Over the course of the last decade, we’ve seen many examples of states adopting best practices in global learning from one another. The wide-scale adoption of the Common Core State Standards, and specifically how it relates to global competence, is a new opportunity for states to leverage one another’s thinking and models. We’ve invited Cheri Quinlan, the coordinator of World Languages, International Education, and Gifted and Talented Programs at the New Jersey Department of Education, to share with us a collaboration between New Jersey, West Virginia, and Washington—as well as many ready-to-use tools for your own state. –The editors
By Cheri Quinlan
The advent of the Common Core State Standards (CCSS) marked an historical event in the United States. For the first time ever, a majority of states had agreed upon what all students, regardless of where they live or what their circumstances are, should know and be able to do in mathematics and in language arts and literacy.
At the same time, The Longview Foundation, announced a multi-state grant competition to promote international education and to create models for other states. How can states come together both in person and virtually to create a model that moves this nation forward in its effort to prepare all students to be ready for college and an interconnected world? New Jersey, Washington, and West Virginia, each with their own unique approach to international education, were thrilled to be named recipients of the Longview Foundation grant and excited by the opportunity to develop a three-state partnership to create such models.
Here’s what we did:
New Jersey developed the Connecting to the Common Core institute, a three-day professional development opportunity for teams of K-12 teachers in all content areas. The institute was designed to facilitate the development of interdisciplinary curricular materials and effective instructional practices that address the expectations of the CCSS.
The goal of the institute was for each team to develop interdisciplinary project based learning scenarios that incorporated global perspectives while addressing the expectations of English Language Arts Writing Standard 1. On Day One, Heidi Hayes Jacobs discussed how global perspectives could be effectively incorporated into learning experiences addressing the CCSS. Afterwards, participants explored products and practices to support the integration of global perspectives and to move the learning beyond the confines of the classroom. On Day Two, the focus moved to performance-based assessments. Mari Pearlman provided guidance in developing assessments linked to Writing Standard 1. Subsequently, participants explored Writing Standard 1 in depth, examining the components of an argument in a discipline-specific content. The last day of the institute, Carol Ann Tomlinson addressed the group about the importance of incorporating differentiated instruction strategies when designing lessons. During the fall of the current school year, the teams of teachers will come together again to examine student work related to the scenarios and to develop strategies for turnkey training within their schools and districts.

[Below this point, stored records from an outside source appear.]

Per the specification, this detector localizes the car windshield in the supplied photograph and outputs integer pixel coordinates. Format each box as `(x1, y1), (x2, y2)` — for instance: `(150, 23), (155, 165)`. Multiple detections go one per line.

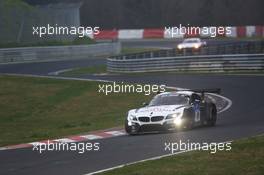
(183, 39), (199, 43)
(149, 94), (189, 106)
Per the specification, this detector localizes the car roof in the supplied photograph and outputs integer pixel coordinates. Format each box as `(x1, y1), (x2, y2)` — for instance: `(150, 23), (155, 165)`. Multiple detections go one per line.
(184, 38), (201, 41)
(158, 91), (194, 97)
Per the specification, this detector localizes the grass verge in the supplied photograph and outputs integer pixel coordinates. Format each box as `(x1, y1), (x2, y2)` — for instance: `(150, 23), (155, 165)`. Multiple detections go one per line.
(61, 65), (107, 77)
(0, 75), (151, 146)
(99, 135), (264, 175)
(121, 47), (159, 54)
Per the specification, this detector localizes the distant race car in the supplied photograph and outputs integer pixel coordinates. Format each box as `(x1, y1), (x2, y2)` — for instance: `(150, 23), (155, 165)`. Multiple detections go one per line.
(177, 38), (207, 51)
(125, 89), (219, 135)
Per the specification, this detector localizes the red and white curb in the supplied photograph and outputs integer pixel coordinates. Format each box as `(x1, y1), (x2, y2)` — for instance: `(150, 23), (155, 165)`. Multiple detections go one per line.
(86, 25), (264, 40)
(0, 130), (126, 151)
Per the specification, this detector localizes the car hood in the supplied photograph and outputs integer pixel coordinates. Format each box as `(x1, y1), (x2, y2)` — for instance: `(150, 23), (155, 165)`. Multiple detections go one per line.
(179, 43), (201, 48)
(130, 105), (186, 117)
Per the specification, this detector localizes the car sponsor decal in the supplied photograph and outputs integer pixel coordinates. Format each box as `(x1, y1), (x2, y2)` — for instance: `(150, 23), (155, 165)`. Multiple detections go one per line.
(193, 101), (201, 122)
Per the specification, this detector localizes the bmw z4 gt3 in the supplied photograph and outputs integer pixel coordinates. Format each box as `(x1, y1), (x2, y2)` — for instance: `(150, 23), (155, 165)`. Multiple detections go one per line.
(125, 89), (218, 135)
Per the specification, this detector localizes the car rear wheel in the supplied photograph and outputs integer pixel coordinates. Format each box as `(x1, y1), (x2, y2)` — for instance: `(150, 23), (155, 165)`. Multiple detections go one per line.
(207, 105), (217, 126)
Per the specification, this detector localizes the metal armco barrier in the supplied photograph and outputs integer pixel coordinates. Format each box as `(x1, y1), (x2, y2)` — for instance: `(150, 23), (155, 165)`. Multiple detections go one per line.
(108, 41), (264, 73)
(111, 40), (264, 60)
(0, 43), (121, 63)
(107, 54), (264, 73)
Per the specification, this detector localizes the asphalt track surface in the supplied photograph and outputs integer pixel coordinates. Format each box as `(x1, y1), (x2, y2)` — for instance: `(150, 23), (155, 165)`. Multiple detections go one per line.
(0, 58), (106, 75)
(1, 46), (264, 175)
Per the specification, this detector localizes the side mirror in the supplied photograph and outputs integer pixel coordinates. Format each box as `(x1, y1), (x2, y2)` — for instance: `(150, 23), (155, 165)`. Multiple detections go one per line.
(142, 102), (148, 106)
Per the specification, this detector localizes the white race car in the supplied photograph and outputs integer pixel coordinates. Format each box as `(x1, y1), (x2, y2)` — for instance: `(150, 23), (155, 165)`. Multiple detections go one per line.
(177, 38), (207, 50)
(125, 89), (219, 135)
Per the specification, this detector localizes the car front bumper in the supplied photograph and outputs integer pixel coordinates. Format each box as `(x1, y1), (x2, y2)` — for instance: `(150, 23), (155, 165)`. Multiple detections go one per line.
(127, 117), (187, 131)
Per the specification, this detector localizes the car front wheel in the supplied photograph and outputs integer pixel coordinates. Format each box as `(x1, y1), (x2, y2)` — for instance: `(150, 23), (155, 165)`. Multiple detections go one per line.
(125, 120), (140, 135)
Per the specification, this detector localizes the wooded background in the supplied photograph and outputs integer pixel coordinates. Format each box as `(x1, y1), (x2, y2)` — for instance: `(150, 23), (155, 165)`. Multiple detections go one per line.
(25, 0), (264, 29)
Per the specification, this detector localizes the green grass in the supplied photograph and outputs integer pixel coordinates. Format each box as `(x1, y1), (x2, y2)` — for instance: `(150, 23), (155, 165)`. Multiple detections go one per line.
(0, 75), (151, 146)
(121, 47), (159, 54)
(99, 135), (264, 175)
(61, 65), (107, 76)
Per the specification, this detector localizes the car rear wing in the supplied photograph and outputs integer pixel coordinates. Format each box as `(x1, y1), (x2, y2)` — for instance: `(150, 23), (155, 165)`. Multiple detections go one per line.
(174, 88), (221, 94)
(189, 88), (221, 101)
(190, 88), (221, 94)
(174, 88), (221, 101)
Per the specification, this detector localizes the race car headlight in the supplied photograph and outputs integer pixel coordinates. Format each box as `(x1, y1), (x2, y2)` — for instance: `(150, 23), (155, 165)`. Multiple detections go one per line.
(177, 45), (183, 49)
(166, 112), (182, 119)
(166, 113), (183, 126)
(194, 44), (200, 49)
(128, 115), (137, 121)
(173, 117), (182, 126)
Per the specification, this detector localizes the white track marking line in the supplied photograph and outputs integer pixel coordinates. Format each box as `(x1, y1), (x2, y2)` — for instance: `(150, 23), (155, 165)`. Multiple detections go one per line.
(166, 86), (185, 90)
(0, 147), (7, 151)
(166, 86), (232, 114)
(84, 150), (191, 175)
(29, 142), (44, 146)
(48, 68), (74, 76)
(53, 138), (76, 143)
(84, 141), (233, 175)
(105, 131), (126, 136)
(207, 93), (233, 113)
(2, 73), (113, 83)
(80, 135), (103, 140)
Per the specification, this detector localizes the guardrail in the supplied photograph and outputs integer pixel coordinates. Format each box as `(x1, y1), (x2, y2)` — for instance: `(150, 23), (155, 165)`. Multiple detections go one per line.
(107, 54), (264, 73)
(0, 42), (121, 63)
(107, 40), (264, 73)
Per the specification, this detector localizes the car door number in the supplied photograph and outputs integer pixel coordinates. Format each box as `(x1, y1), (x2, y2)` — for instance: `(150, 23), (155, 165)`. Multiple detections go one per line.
(193, 102), (200, 122)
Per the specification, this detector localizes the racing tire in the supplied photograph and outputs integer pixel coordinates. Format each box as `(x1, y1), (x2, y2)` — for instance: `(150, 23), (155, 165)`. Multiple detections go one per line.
(184, 118), (194, 130)
(125, 120), (139, 135)
(207, 105), (217, 126)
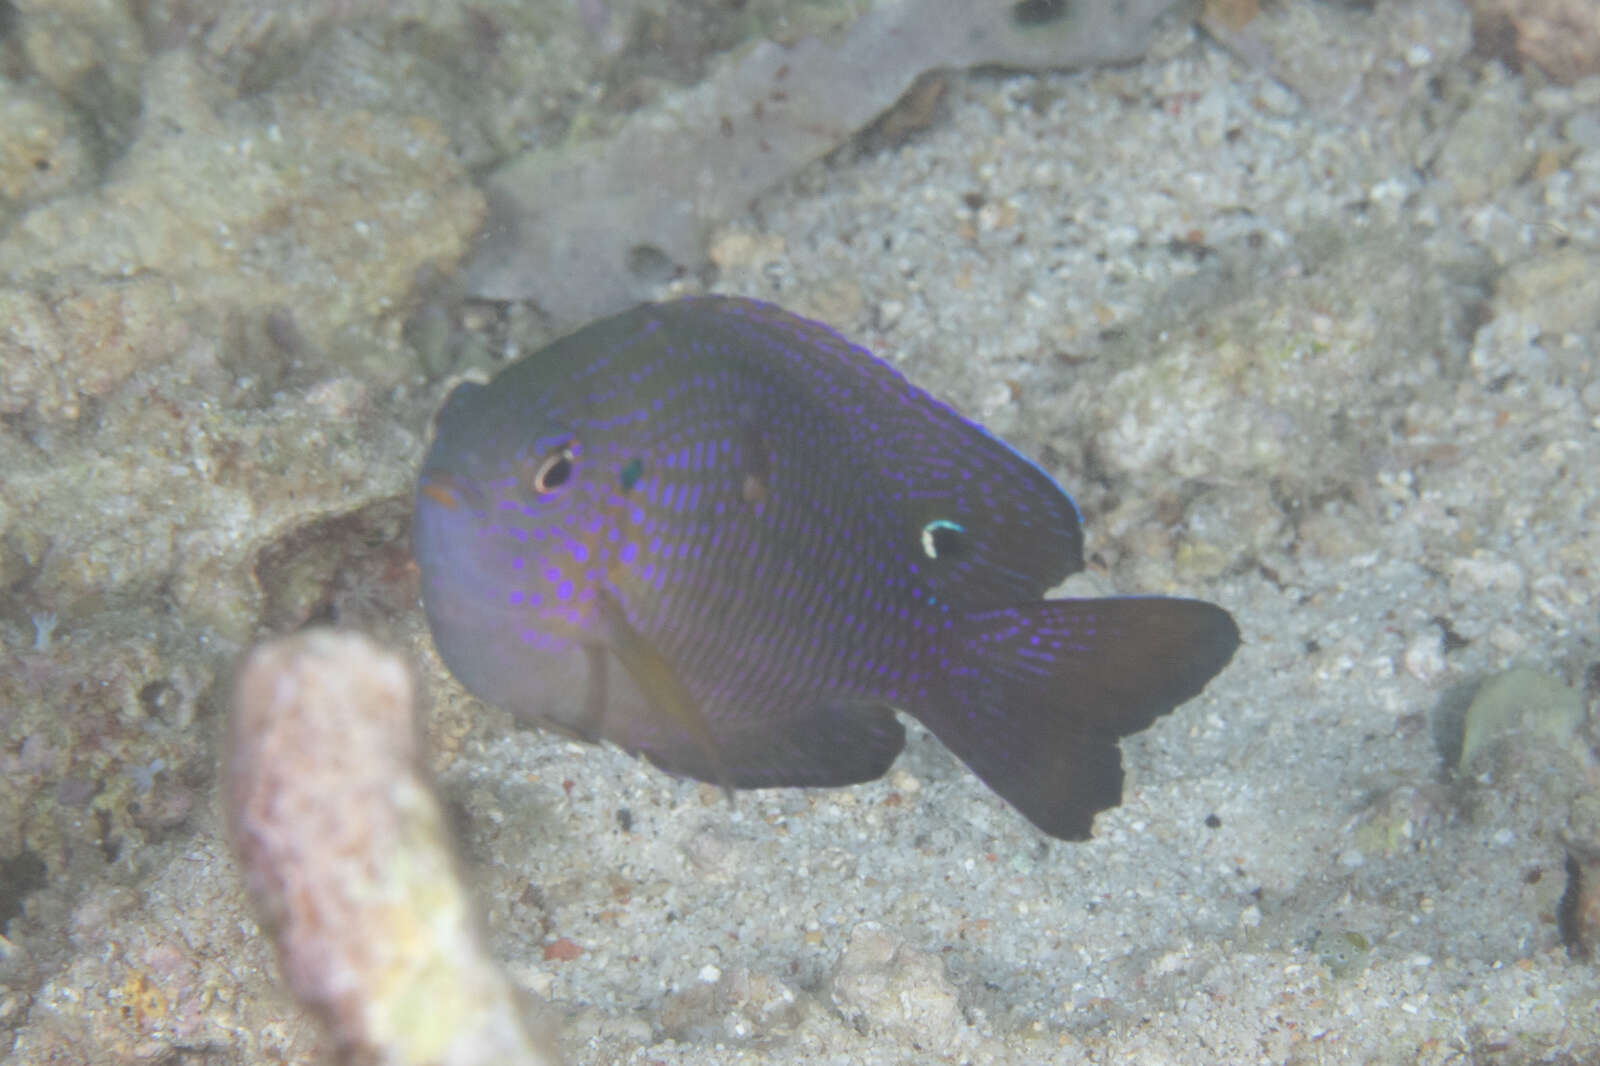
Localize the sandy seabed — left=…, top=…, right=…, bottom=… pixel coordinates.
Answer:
left=1, top=0, right=1598, bottom=1063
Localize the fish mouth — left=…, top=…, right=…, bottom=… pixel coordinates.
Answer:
left=413, top=469, right=599, bottom=642
left=413, top=472, right=615, bottom=734
left=413, top=469, right=509, bottom=625
left=416, top=469, right=489, bottom=514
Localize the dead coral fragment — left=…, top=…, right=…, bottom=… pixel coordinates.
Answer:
left=226, top=630, right=558, bottom=1066
left=1457, top=666, right=1585, bottom=772
left=465, top=0, right=1182, bottom=323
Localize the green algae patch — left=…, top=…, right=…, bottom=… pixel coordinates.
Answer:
left=1458, top=666, right=1586, bottom=772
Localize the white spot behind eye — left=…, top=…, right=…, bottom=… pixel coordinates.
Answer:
left=921, top=519, right=966, bottom=559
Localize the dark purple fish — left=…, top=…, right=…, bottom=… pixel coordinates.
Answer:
left=414, top=296, right=1237, bottom=839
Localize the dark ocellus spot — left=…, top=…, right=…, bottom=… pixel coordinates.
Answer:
left=620, top=457, right=645, bottom=493
left=1205, top=813, right=1222, bottom=829
left=1012, top=0, right=1068, bottom=28
left=616, top=808, right=634, bottom=832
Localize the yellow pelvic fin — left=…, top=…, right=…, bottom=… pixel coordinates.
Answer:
left=593, top=587, right=732, bottom=800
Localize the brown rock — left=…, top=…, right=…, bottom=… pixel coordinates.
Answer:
left=0, top=280, right=189, bottom=420
left=1471, top=0, right=1600, bottom=83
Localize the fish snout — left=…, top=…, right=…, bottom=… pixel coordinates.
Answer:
left=417, top=469, right=489, bottom=513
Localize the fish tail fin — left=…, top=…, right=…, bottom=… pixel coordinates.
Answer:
left=917, top=598, right=1239, bottom=840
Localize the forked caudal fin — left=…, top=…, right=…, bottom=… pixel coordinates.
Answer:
left=917, top=597, right=1240, bottom=840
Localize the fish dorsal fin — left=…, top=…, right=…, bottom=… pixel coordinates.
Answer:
left=662, top=296, right=1084, bottom=607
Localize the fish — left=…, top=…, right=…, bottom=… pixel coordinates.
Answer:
left=413, top=295, right=1238, bottom=840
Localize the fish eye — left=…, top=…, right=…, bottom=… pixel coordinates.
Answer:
left=528, top=442, right=577, bottom=496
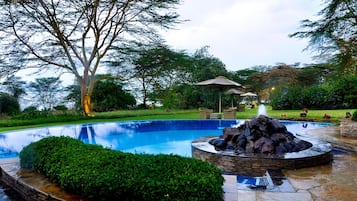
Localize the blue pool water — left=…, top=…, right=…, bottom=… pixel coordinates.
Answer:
left=0, top=120, right=333, bottom=158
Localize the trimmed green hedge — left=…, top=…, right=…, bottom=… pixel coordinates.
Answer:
left=19, top=136, right=224, bottom=201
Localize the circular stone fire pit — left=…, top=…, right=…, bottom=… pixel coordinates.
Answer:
left=192, top=115, right=333, bottom=176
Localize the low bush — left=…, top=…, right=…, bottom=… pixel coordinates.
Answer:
left=352, top=110, right=357, bottom=121
left=20, top=136, right=224, bottom=201
left=12, top=109, right=82, bottom=120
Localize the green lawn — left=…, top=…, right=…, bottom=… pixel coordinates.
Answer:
left=96, top=105, right=356, bottom=122
left=0, top=106, right=355, bottom=132
left=115, top=106, right=354, bottom=122
left=242, top=105, right=355, bottom=122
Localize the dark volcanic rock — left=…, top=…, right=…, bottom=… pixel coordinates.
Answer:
left=209, top=115, right=313, bottom=155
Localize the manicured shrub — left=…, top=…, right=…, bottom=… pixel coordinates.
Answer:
left=20, top=136, right=224, bottom=201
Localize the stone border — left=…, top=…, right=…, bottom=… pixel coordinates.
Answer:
left=0, top=158, right=83, bottom=201
left=0, top=167, right=64, bottom=201
left=192, top=137, right=333, bottom=176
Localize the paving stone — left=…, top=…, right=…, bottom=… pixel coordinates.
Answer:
left=237, top=190, right=256, bottom=201
left=257, top=191, right=312, bottom=201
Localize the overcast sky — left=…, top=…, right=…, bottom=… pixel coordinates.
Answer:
left=14, top=0, right=324, bottom=83
left=162, top=0, right=323, bottom=71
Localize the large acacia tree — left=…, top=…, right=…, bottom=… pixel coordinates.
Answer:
left=0, top=0, right=181, bottom=116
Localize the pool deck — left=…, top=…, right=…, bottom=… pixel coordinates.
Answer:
left=223, top=174, right=313, bottom=201
left=0, top=157, right=313, bottom=201
left=1, top=126, right=357, bottom=201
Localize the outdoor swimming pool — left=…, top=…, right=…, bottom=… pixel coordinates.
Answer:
left=0, top=120, right=333, bottom=158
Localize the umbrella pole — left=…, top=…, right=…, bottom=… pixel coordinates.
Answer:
left=219, top=92, right=222, bottom=113
left=231, top=95, right=234, bottom=108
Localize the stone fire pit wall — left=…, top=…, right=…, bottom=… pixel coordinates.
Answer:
left=192, top=137, right=333, bottom=177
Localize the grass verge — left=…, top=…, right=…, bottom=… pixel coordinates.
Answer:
left=1, top=106, right=355, bottom=132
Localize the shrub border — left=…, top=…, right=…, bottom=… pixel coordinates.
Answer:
left=19, top=136, right=224, bottom=201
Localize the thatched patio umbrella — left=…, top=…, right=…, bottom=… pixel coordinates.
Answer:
left=225, top=88, right=244, bottom=107
left=241, top=92, right=258, bottom=106
left=240, top=92, right=257, bottom=97
left=196, top=76, right=242, bottom=113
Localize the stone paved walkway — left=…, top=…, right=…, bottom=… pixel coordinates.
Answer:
left=223, top=174, right=313, bottom=201
left=222, top=125, right=357, bottom=201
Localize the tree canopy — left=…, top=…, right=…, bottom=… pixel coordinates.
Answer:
left=290, top=0, right=357, bottom=75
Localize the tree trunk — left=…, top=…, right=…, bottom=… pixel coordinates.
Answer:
left=79, top=76, right=95, bottom=117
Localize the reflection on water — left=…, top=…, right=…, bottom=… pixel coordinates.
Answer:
left=0, top=120, right=332, bottom=158
left=78, top=124, right=96, bottom=144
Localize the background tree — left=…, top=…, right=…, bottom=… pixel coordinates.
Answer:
left=91, top=77, right=136, bottom=112
left=145, top=47, right=192, bottom=109
left=188, top=47, right=232, bottom=110
left=0, top=92, right=20, bottom=116
left=297, top=64, right=334, bottom=87
left=1, top=75, right=26, bottom=100
left=28, top=77, right=63, bottom=110
left=327, top=75, right=357, bottom=108
left=0, top=0, right=181, bottom=116
left=231, top=69, right=259, bottom=89
left=290, top=0, right=357, bottom=76
left=248, top=64, right=299, bottom=101
left=129, top=45, right=190, bottom=108
left=0, top=53, right=21, bottom=78
left=189, top=46, right=229, bottom=82
left=65, top=84, right=81, bottom=111
left=115, top=45, right=233, bottom=110
left=66, top=76, right=136, bottom=112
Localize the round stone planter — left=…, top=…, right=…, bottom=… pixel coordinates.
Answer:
left=192, top=136, right=333, bottom=176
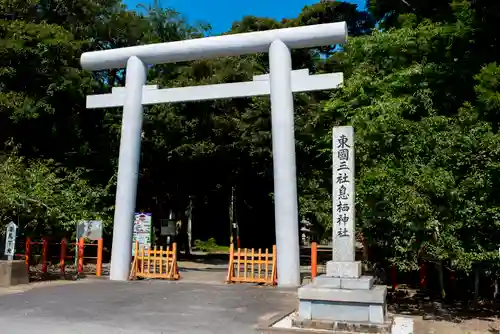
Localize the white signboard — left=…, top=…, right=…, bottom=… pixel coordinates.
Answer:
left=132, top=213, right=152, bottom=256
left=4, top=222, right=17, bottom=259
left=160, top=219, right=176, bottom=236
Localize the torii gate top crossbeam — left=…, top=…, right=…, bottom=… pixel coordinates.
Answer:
left=80, top=22, right=347, bottom=71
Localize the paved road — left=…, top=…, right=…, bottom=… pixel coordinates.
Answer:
left=0, top=280, right=296, bottom=334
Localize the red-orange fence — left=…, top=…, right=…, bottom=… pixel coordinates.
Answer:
left=21, top=237, right=103, bottom=277
left=307, top=242, right=331, bottom=280
left=308, top=242, right=457, bottom=291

The two partner states played an important role in laying the groundwork for the Connecting to the Common Core institute. West Virginia had initiated a two-year Go Global program that provided training for teams of teachers from schools committed to enhancing global awareness. Representatives from the Office of Superintendent of Public Instruction in Washington and the Department of Education in New Jersey attended the 2010 Go Global Institute, presented on initiatives in their states, and served as ‘critical friends’ during participant work sessions. Later in the summer of 2010, Washington sponsored a Global Competence institute. Representatives from New Jersey and West Virginia participated and presented at the institute. These face-to-face meetings served as a catalyst for building strong collegial relationships that continue through a virtual meeting environment.
It is anticipated that educators in Washington and West Virginia will implement the scenarios in their classrooms and collegial discussions centered on student work will take place virtually among teachers from the three-state partnership. Imagine how far reaching and impactful this work might be if the readers of this article choose to replicate the process in their states. By providing open access to all materials used during the institute it is hoped that is exactly what will happen. All materials used during the institute—presentation slides, archived webinars, and resources related to integrating global perspectives, developing an argument, creating performance-based assessment, and providing differentiated learning experiences—are stored online for others to use. Once the scenarios are ready for publication they may be accessed at the same link.